The way it gets the end of the fp literal is to relex the token with code in Lexer::MeasureTokenLength.

Given a SourceLocation and the length of the token (as returned by MeasureTokenLength) you can get the exact original spelling (including trigraphs and escaped newlines, beware). The pointer to the start of the string is obtained with:

const char *StrData = SourceMgr.getCharacterData(Loc);

  1. need to reason on the textual representation that was used in the
    program also for integer literals (for example, there are coding
    rules that forbid the use of octal constants: the analyzer should
    flag their use in the source program).

Sure, Clang can handle this sort of thing with no problem.

-Chris

Chris Lattner wrote:

I have still a problem. Consider the following program:

#define N_OF_ELEM 037;
int a = N_OF_ELEM;

Using the method you suggest I have that the textual representation of the
integer literal in the right hand side of the assignment is `N_OF_ELEM'.

It seems Lexer::MeasureTokenLength() automatically changes the SourceLocation
using clang::SourceManager::getLogicalLoc() . In my case it shouldn't.

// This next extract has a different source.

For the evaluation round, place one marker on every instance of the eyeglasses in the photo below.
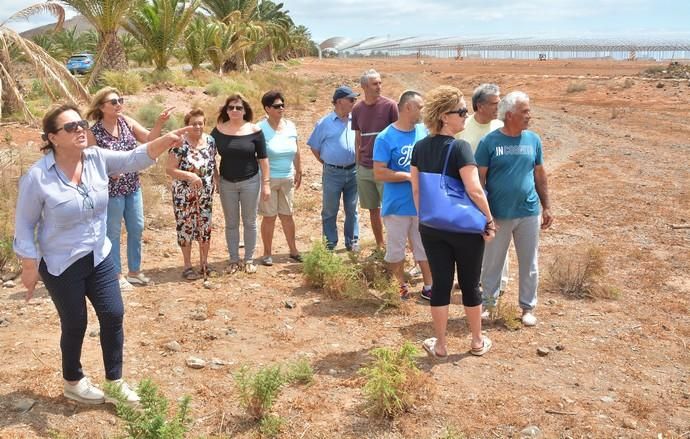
(71, 127)
(84, 192)
(462, 112)
(115, 101)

What is the best way to obtain the token text after preprocessing?

thanks
pb

Use "Loc = SourceManager.getPhysicalLoc(Loc)" before calling that code,

-Chris

The clang's AST does not seem to remember the real expression that initialized
the size of constant arrays. The clang::ConstantArrayType class does not have
method like getSizeExpr() of clang::VariableArrayType.

Is there a way to knows the exact expression even in case of constant arrays?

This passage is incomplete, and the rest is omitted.